Abends zuvor hatte er den Anruf von der Casting-Agentur erhalten: ob er am nächsten Tag Zeit habe, ob er als Komparse bei einer Comedy-Serie mitmachen wolle. Er hatte und wollte. Nicht zuletzt, weil es dafür hundert Mark geben sollte. Er war arbeitslos. Das Geld kam ihm gerade recht.
    Also stand er an diesem Spätsommertag um acht Uhr auf. Morgentoilette, danach Frühstück, Müsli pur und Kaffee, wie gewohnt. Die erste Zigarette. Das Wetter versprach, erträglich zu werden, wenn auch schon etliche Wolken am Himmel standen. Wenigstens nicht so heiß. Er sammelte seine Sportsachen ein, Trainingsanzug und Turnschuhe. Die sollte er mitbringen. Er wusste nicht genau, was ihn erwartete. Die Auskünfte über die Dreharbeiten, über den Inhalt des Sketches, an dem er mitwirken sollte, waren vage, ausweichend gewesen. Er wusste, es war für eine Comedy-Show auf RTL II. Selbst hatte er kein Kabelfernsehen, er hatte die Show noch nie gesehen, kannte die Hauptakteure nicht. Eigentlich war es ihm auch gleich. Für einen Tag hatte er etwas vor, wäre außer Haus, würde etwas erleben.
    So fuhr er mit seinem Auto los, von seiner Wohnung im münchner Nordosten, quer durch die Stadt, an der Isar entlang, Richtung Tiergarten Hellabrunn und dann noch ein Stück weiter, zum Hinterbrühler Weiher bei der Floßlände. Er mochte diese Route, sie führte unter Baumalleen am Fluss entlang.
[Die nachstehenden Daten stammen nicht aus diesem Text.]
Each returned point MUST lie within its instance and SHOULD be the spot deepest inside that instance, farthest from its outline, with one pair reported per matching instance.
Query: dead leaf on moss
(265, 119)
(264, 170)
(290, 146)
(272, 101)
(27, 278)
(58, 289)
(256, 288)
    Als er ankam, fand er zwar einen offenen Wohnwagen und Transporter der Filmfirma, zu sehen aber war niemand. Lange brauchte er nicht zu warten. Eben wollte er es sich in einem Campingklappstuhl bequem machen, der etwas abseits der Fahrzeuge am Ufer eines Seitenkanals der Isar stand, neben dem Tisch mit den Kaffeespendern, Tassen und Besteck. Ein Kombi kam angefahren, ein junger Mann, noch keine dreißig Jahre alt, stieg aus, kam auf ihn zu. Ob er einer der Komparsen sei?, wurde Kain gefragt. Er bejahte, stellte sich vor. Der andere war der Produktionsleiter, der gerade Frühstück geholt hatte. Weiter erfuhr Kain, dass die Crew gerade einen Sketch weiter hinten im Gelände abdrehe, für den die Komparsen noch nicht gebraucht würden. Sie kämen erst später zum Einsatz, ab elf Uhr solle er sich bereit halten. Wenn er frühstücken wolle, dafür seien die Semmeln und der Kaffee gedacht. Kain war froh darüber, sein Magen hatte sich bereits wieder gemeldet. Außerdem hatte er so etwas zu tun, um sich die Wartezeit zu verkürzen, es war noch eine gute Stunde bis elf.
    In der Zwischenzeit waren auch seine Kollegen Komparsen dazugekommen. Einer, der noch vor Kain eingetroffen war und es sich am Ufer des Weihers bequem gemacht hatte, kam herüber, als der Produktionsleiter eintraf. Wenig später fand sich auch der Dritte ein. Ersterer war jung, noch keine fünfundzwanzig, mittelgroß, drahtig, ein sportlicher Typ. Der zweite: klein, nicht nur untersetzt, sondern schlicht dick, mit Halbglatze und Stoppelbart, vielleicht fünfunddreißig Jahre alt. Für Kain sah es aus, als wäre dieser eben mit Gewalt aus dem Bett gezerrt worden. Sie stellten sich einander kurz vor, und während Karl, der Erste, ein Gespräch mit Kain begann, zog sich Kurt, der Dicke, mit seinem Handy zurück und telefonierte in einem fort. Nicht nur, dass er anrief, er wurde auch angerufen. In einer Pause zwischen zwei Telefongesprächen erklärte er ihnen beiden, dass er eine Fuhrunternehmung habe und seine Geschäfte auf diese Weise führe. Aber das Geld als Komparse kannst du auch brauchen, musste Kain Essener denken.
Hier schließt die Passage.